ちなみに僕はテントの端に寄せられ、女性陣とは布で仕切られている。
僕、そこまで野獣じゃないんだけど。
「いいです? こちらに来た場合、結婚してもらうです」
「モルちゃんはそっちの方がいいんじゃないの?」
「……今からそっちに行くです」
「モル、やめなさい」
「ぶう」
助かった。エリカちゃんに止められたようだ。
「「「………………」」」
その後、静寂が訪れる。聞こえるのは雨の音と海の音。
天井の布を見つめながら、不思議な感覚に陥った。
考えてみると、こうして三人一緒に寝ることは初めてだからだ。
それに、アウトドアも久しぶりで、なんだか楽しい。
「勇者様、起きてるです?」
「あ、うん。起きてるよ」
「エリカさんから、提案があるとのことです」
「エリカちゃんが?」
何だろう。
耳を澄ませると、エリカちゃんの咳払いが聞こえて来た。
「二人に提案したいんだけど、港の出港を待つより、私達で戦争を止めた方が早いと思うのよ」
エリカちゃんの提案に、僕もモルちゃんも少し言葉を呑んだ。
戦争止めるって、無理じゃね?
いや、無理無理無理無理!!
「それはさすがに無理――」
「エリカさん、さすがに三人で止められるようなら争いが発生しないです」
どうやらモルちゃんも同じ意見だ。
しかしエリカちゃんは何も言わない。
嫌な予感しかしない。
「だったら何? 終わるまで待ってる気?」
「それは……」
ここで負けちゃ駄目だよモルちゃん!!
ここは僕が――!
「エリカちゃん、ラスべスに行くのはどうかな。

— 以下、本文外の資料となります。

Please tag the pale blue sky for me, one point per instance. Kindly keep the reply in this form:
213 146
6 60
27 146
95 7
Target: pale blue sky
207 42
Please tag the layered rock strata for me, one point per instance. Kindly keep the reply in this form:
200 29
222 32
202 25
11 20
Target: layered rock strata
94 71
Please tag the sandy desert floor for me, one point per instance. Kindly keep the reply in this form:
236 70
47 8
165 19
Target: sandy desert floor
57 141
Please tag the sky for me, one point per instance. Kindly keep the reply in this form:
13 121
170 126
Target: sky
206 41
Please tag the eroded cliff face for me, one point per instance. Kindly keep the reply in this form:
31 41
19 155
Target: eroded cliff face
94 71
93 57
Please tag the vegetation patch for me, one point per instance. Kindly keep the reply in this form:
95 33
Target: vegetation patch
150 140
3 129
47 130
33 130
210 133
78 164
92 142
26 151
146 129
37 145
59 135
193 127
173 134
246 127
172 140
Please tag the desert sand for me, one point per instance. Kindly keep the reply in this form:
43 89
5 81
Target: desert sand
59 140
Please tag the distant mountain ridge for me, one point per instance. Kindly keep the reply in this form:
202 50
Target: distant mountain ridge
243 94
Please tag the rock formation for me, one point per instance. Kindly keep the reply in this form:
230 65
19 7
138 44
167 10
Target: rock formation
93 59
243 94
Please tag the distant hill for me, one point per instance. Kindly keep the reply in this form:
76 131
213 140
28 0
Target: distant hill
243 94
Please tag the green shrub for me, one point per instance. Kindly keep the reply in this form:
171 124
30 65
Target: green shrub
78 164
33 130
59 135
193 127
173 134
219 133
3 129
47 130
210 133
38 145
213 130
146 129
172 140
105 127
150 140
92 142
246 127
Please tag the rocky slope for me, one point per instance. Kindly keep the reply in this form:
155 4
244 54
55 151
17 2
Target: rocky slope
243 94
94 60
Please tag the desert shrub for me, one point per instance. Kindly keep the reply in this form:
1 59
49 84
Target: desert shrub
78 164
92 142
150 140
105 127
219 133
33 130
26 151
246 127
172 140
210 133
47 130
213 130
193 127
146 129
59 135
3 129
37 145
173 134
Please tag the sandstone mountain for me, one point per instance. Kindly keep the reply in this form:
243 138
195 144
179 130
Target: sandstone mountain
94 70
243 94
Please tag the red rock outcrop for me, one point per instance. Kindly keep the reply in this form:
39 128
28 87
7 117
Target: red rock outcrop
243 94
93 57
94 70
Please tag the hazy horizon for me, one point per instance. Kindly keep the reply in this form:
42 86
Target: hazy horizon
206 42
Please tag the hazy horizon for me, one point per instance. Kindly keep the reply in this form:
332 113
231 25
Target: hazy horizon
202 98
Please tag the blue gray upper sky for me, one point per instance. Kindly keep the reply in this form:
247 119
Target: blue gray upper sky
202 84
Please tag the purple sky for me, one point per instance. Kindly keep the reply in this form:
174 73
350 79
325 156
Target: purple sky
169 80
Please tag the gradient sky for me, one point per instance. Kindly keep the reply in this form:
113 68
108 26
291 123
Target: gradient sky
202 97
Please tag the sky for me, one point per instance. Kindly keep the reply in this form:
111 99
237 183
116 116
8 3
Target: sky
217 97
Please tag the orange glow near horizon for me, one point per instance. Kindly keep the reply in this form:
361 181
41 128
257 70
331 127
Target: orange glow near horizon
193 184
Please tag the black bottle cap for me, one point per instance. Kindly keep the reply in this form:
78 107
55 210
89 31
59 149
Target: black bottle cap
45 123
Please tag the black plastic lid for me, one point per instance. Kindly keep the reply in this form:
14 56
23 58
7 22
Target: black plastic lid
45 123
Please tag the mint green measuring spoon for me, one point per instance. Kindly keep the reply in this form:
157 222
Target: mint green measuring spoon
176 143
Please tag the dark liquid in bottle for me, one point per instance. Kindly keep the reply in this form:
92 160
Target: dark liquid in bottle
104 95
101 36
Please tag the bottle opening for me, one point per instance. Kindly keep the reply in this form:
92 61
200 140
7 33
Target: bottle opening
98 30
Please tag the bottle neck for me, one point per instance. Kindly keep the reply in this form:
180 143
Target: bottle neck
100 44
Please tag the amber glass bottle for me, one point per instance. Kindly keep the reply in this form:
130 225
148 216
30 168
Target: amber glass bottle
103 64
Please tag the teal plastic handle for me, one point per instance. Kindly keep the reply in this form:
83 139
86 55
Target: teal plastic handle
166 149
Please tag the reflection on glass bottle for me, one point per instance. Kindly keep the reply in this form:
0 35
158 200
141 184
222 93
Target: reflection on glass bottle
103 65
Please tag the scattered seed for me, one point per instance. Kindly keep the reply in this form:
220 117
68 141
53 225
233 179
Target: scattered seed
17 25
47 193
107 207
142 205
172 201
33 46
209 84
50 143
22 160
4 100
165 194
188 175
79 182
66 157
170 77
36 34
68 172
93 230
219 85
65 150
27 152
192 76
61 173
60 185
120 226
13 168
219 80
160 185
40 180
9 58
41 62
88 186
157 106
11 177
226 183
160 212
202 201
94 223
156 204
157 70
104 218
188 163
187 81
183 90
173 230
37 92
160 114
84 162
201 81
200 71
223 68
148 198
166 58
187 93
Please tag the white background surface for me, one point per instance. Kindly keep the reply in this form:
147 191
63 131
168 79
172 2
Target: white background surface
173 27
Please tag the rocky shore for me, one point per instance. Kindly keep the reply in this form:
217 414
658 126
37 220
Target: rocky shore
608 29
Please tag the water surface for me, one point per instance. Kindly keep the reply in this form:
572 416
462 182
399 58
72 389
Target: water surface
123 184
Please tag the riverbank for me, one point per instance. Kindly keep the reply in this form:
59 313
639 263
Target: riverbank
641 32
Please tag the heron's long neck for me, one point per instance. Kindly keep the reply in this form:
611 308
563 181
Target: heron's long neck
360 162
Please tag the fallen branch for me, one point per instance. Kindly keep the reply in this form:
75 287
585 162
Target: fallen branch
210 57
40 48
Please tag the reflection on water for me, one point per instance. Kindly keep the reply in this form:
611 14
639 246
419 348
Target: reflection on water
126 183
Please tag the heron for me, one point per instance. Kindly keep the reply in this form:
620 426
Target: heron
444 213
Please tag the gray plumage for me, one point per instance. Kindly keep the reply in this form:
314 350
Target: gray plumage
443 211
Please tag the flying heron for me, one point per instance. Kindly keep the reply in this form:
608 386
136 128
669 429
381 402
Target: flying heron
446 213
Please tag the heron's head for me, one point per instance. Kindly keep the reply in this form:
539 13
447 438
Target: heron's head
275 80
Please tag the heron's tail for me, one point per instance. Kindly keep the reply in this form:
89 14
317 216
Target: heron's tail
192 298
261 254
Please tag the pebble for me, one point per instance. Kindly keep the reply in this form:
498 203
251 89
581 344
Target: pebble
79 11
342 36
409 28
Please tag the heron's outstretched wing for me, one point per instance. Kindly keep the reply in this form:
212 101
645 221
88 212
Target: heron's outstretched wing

時間を潰せると――」
「却下よ」
ですよねー。
「とりあえず行く場所もないわ。明日、戦場の近くに行ってみましょう」
こんな時、シュネーさんがいたら暴走を止められそうだけどなぁ……はぁ。
けどまあ確かに、この戦いがいつ終わるのかもわからないんじゃ、だるいよな。
「そういうことなら、明日判断するですよ」
「もちろん、そのつもりよ。さすがに無理だと感じたら引き返すわ」
引き返す! それってもしや――。
「それってラスべス!?」
「シュテム王国に決まってるでしょ。馬鹿なの?」
馬鹿ですが何か?
雨の中はじめての野営。
先程までは懐かしいアウトドアに心を躍らせ、海の音に耳を澄ませていた僕だったが、エリカちゃんの提案によって不安が満ちた。
寝たふりすりゃよかったのか……。
こうして勇者一行は、戦場を目指すこととなった。